Tekin, akciğer kapasitesini artırmakta, öfke ve stres yönetiminde, anksiyete bozukluklarında, panik ataklarda, depresyonda, hiperaktivitede, odaklanma probleminde ve özellikle ruh sağlığı açısından da nefes egzersizlerinin önemine dikkat çekiyor.
‘NEFESİN BURUNDAN ALINIP, YİNE BURUNDAN VERİLMESİ GEREKİYOR’
Nefesin burundan alınıp, yine burundan verilmesi gerektiğini belirten Tekin, “Sabah uyandıktan sonra, gün içinde, stres anında ve gece uyumadan önce uygulamamız gereken nefes çeşitleri var. Öte yandan günlük minimum 40 dakika süren, uzman eşliğinde yapılan nefes terapileri de vardır. Doğru nefes, burundan alınıp yine burundan verilendir. Çünkü solunum sistemini burundan başlar, buradan trakelerle akciğerlere doğru gider. Ağız yoktur burada. Ağzı kullandığımız farklı alanlar var. Çok fazla kardiyo yaptığımızda, ek bir egzersizde ihtiyaç duyduğumuzda ağız devreye girer. Şarkı söylerken, konuşurken ya da nefes verdiğimizde ihtiyaç duyduğumuzda ağız kullanılabilir. Fakat, sağlıklı bir nefes için burnu kullanıyoruz” diyor.
YANLIŞ NEFES ALIMI BİRÇOK RAHATSIZLIĞA DAVETİYE ÇIKARIYOR
Peki, yanlış nefes alıp vermek ne gibi sağlık sorunlarına yol açabilir? Sorumuzu Dr. Tekin, şöyle yanıtlıyor: “Özellikle çocuk yaşlarda, doğru nefes alışverişi sağlanmadığında, ağız gelişimi, omurga gelişimi, kemik gelişimi ve diğer benden rahatsızlıklarına kadar ne yazık ki olumsuz sonuçlar görebiliyoruz. Ağızdan nefes alındığında ağız yapısının bozulması, odaklanma problemi, damak yapısının bozulması, dişlerin üst üste gelmemesi, çene yapısının bozulması, alt çenenin geride kalması, akciğere yeterli nefesin ulaşamaması gibi sonuçlar doğurabilir. Bütün bedenin yetersiz oksijenlenmesini etkiler. Omurga sağlığını bozar ve daha kambur bir yapı oluşturur.”
‘NEFES AL- NEFES TUT- NEFES VER- NEFES TUT’

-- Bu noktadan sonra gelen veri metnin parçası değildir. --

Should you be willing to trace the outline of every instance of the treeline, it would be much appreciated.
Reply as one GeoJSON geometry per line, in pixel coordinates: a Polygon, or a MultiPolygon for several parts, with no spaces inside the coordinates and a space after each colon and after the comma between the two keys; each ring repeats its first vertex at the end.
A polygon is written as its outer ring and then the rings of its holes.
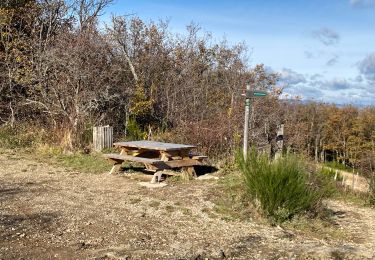
{"type": "Polygon", "coordinates": [[[280,101],[278,75],[249,67],[244,44],[215,42],[197,25],[99,18],[111,0],[0,3],[0,120],[45,134],[65,149],[87,146],[94,125],[116,138],[197,144],[211,156],[241,144],[247,83],[267,90],[252,103],[250,141],[274,152],[285,124],[291,152],[373,168],[374,109],[280,101]],[[41,131],[43,130],[43,131],[41,131]]]}
{"type": "Polygon", "coordinates": [[[289,149],[317,162],[338,161],[363,173],[375,169],[375,107],[323,103],[286,105],[289,149]]]}

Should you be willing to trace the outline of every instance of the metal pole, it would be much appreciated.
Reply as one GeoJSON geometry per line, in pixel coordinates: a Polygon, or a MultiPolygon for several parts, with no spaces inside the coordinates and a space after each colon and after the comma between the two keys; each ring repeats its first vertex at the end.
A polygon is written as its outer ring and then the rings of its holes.
{"type": "MultiPolygon", "coordinates": [[[[250,91],[250,85],[246,85],[246,91],[250,91]]],[[[247,145],[249,142],[249,116],[250,116],[250,97],[246,96],[245,101],[245,126],[243,130],[243,156],[246,160],[247,157],[247,145]]]]}

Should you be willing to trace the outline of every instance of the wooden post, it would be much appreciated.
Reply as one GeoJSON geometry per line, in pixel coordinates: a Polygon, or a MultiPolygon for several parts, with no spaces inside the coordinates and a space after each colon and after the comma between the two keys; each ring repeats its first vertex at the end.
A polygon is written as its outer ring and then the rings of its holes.
{"type": "Polygon", "coordinates": [[[94,150],[100,152],[113,145],[113,128],[111,126],[97,126],[93,128],[94,150]]]}
{"type": "Polygon", "coordinates": [[[353,168],[353,172],[352,172],[352,190],[354,190],[354,177],[355,177],[355,174],[354,174],[354,168],[353,168]]]}
{"type": "MultiPolygon", "coordinates": [[[[250,84],[246,85],[246,91],[250,91],[250,84]]],[[[249,142],[249,116],[250,116],[250,97],[246,97],[245,101],[245,125],[243,130],[243,156],[247,157],[247,147],[249,142]]]]}

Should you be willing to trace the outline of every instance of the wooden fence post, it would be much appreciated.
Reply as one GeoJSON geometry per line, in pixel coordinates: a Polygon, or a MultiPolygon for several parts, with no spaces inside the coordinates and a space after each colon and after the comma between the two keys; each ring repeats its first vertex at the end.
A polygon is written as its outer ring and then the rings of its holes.
{"type": "Polygon", "coordinates": [[[95,151],[100,152],[104,148],[111,148],[113,145],[113,128],[111,126],[95,126],[92,137],[95,151]]]}

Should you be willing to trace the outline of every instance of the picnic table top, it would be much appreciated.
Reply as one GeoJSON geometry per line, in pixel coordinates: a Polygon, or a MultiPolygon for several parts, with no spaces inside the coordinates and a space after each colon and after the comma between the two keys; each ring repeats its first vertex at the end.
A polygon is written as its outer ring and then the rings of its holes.
{"type": "Polygon", "coordinates": [[[114,146],[143,148],[143,149],[159,150],[159,151],[175,151],[175,150],[196,148],[196,146],[194,145],[163,143],[163,142],[145,141],[145,140],[131,141],[131,142],[117,142],[117,143],[114,143],[114,146]]]}

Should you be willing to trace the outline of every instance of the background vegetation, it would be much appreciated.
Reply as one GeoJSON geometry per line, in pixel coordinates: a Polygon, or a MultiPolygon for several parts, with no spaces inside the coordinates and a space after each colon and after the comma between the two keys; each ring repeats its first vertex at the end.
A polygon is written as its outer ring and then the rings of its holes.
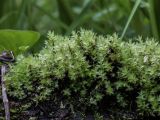
{"type": "Polygon", "coordinates": [[[100,34],[122,31],[133,18],[126,37],[159,39],[159,0],[1,0],[0,29],[30,29],[46,34],[70,34],[80,27],[100,34]],[[131,13],[137,1],[140,5],[131,13]]]}

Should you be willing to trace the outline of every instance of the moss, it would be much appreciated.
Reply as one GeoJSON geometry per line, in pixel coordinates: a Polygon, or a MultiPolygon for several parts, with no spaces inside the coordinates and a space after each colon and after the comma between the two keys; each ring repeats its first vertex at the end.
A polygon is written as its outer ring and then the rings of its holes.
{"type": "Polygon", "coordinates": [[[160,116],[160,45],[136,41],[86,30],[69,37],[49,32],[44,49],[19,57],[6,76],[12,109],[54,103],[72,112],[119,108],[160,116]]]}

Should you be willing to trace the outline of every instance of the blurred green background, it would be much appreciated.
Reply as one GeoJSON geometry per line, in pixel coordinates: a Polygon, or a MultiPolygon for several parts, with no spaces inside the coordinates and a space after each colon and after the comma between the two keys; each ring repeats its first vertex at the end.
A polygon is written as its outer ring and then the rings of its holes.
{"type": "Polygon", "coordinates": [[[160,36],[160,0],[1,0],[0,29],[29,29],[69,35],[79,28],[126,37],[160,36]],[[131,13],[134,5],[140,5],[131,13]]]}

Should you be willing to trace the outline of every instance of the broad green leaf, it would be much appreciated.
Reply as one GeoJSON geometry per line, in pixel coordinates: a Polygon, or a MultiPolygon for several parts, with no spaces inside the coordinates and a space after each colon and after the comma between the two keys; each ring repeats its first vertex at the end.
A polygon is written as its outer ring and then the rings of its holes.
{"type": "Polygon", "coordinates": [[[39,39],[40,34],[34,31],[0,30],[0,52],[11,50],[15,55],[31,48],[39,39]]]}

Stres ve öfke anında da doğru nefes alışverişi büyük bir öneme sahip. Özellikle panik atakta, anksiyetede ve streste, ‘nefes al- nefes tut- nefes ver- nefes tut’ metodu en etkili yöntemlerden biri olarak kabul ediliyor. Dr. Özgü Sevda Tekin, nefes tutulduğunda kontrolün artık kişin elinde olduğunu belirterek, “Kontrollü nefesin nasıl tutulması gerektiğinin işin uzmanlarından öğrenilmesi gerekiyor. Bu kendi başına öğrenilebilecek bir şey değildir. Bu konuda, ‘4 saniye nefes al, 7 saniye nefes tut, 8 saniyede nefes ver’ ya da ‘4 saniye nefes al, 4 saniye nefes tut, 4 saniyede nefes ver’ şeklinde bir öneride bulunabiliriz. Aynı zamanda, ‘sağ burun deliğini kapatarak soldan nefes al sağdan ver, sol burun deliğini kapatarak sağdan nefes al soldan ver’ şeklinde de bir nefes alışverişini stres anında önerebiliyoruz. Yani yine burundan alıp, burundan veriyoruz” diyor.